Fair enough question - there's more than enough high quality stuff out there (and the rest).
I have been fascinated by WW1 for fifty years - neatly, half the time since it began. The grainy images of the BBC Great War documentary series struck fear into my adolescent consciousness. Everybody in my family knew about WW2, and my father had served in the Battle of the Atlantic, but this was different. It was there on the screen in moving pictures, but very remote, and the people looked strangely different, with their big moustaches and jerky movements.
Around thirty years ago I bought Liddell Hart's History of the First World War, the first of many, and have been triangulating since then (notably Churchill; Martin Gilbert; Richard Holmes and Hew Strachan).

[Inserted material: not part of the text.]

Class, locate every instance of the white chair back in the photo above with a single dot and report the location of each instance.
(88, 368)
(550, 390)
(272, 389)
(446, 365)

This accelerated with the profusion of new titles in the lead up to the centenary, many of which have given new or different perspectives. In my view Max Hastings' Catastrophe is the best of these for balance and narrative, but I'm just starting on Christopher Clark's The Sleepwalkers, and may return to that. A wider bibliography is given in a separate post. PS January 2015: Clark's 'Sleepwalkers' is indeed a masterpiece, and the best account I have read of the 10-12 years leading up to War, albeit very detailed. Also enjoyed hugely Barbara Tuchmann's "Guns of August" a well deserved Pulitzer Prize winner over 50 years ago.
In the past 15 years regular visits to the memorials and battlefields of the Western Front have heightened my awareness of the scale of actions and sacrifices made. In the first few months of the war the actions on the Eastern Front were just as staggering, and I'd really like to visit some of those historic places between Galicia and the Baltic.
Aside from the military and political upheavals of 1914-18, whole other areas of change - social, cultural, art and music, technology - intrigue me, whether in antecedents, influencing the course of the war, or in its consequences. They don't feature much in what I have written to date, but do influence greatly our views of what was done in four ghastly years of conflict.
This blog is self indulgent and entirely derivative, although if it's of interest to others that would be great. After a career struggling for peer review publications, this is great fun. Reading about the antecedents inevitably leads to delving back into 19th and 18th centuries for the impact of Franco Prussian war; Napoleonic wars and other events. The reflections, such as they are, are my own, but no claim of originality is made. I have drawn heavily on the (nearly) contemporaneous works of Winston Churchill The Great War and John Buchan's A History of the Great War. They are both beautifully written in the prose of that time and give (at least they do to me) a feeling of authenticity, despite their inevitable partiality in some areas.
I had planned to do this in four large chapters - one for each year - posted in instalments roughly 100 years on, but things have grown and I'm running a little late. I'll catch up in early 2015 I hope.
Looking for some old flags my attention was atracted for some maps of your blog that appears in google image search. I did read and enjoy some of the chapters you wrote.